Here is an interesting article published in The Atlantic which claims that the productivity in science is declining. The investment in science is increasing but the pace of novel or truly important discoveries is decreasing. They give various reasons; I have few additional thoughts that I assume authors thought of but were not included in this piece.
1. The age of scientist at discovery is increasing due to the large volume of knowledge we ‘force’ young scientist to learn. We have formalized ‘learning’ to an extent that we feel it is obligatory for anyone to ‘know’ it all before moving forward. Just as an example, the ‘required’ courses to take are often not directly relevant to the learner’s interest or the to the topic. WE have added those without any scientific evidence that such additional courses help with discovery. We preach evidence, we prefer not to teach by science. And when we try to accumulate evidence, we do it using irrelevant outcomes. This is the problem with education in general and not with science education.

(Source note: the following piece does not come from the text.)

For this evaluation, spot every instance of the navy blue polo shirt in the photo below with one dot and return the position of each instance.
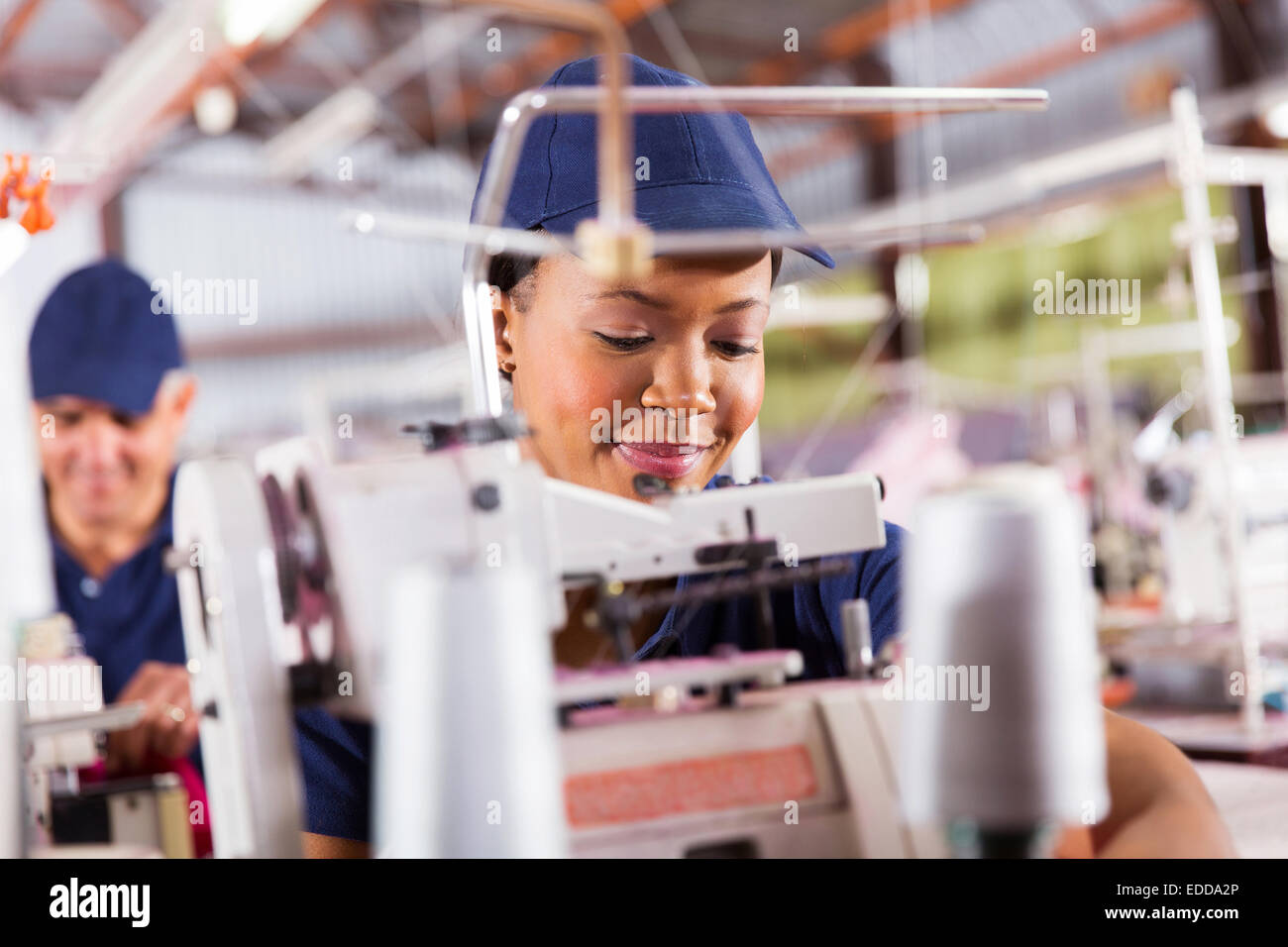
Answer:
(129, 616)
(336, 754)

2. Truly novel discoveries happen in spurts. Discovery of zero was truly important, one may argue more important than general relativity. Perhaps discovery of algebra and calculus were also more important, and fundamental, than general relativity. But these discoveries are not ‘novel’ anymore for us. I believe new discoveries happen after we have utilized the older discoveries to close to the fullest extent. Imagine a new discovery as a new house; once we build a new house, we start filling it, decorating it, accumulating useful (and some junk) ‘stuff’. This is perhaps what happens with truly important discoveries. A truly important discovery is followed by many small discoveries over next many years until the potential of new discovery has been fully realized and then another new discovery happens.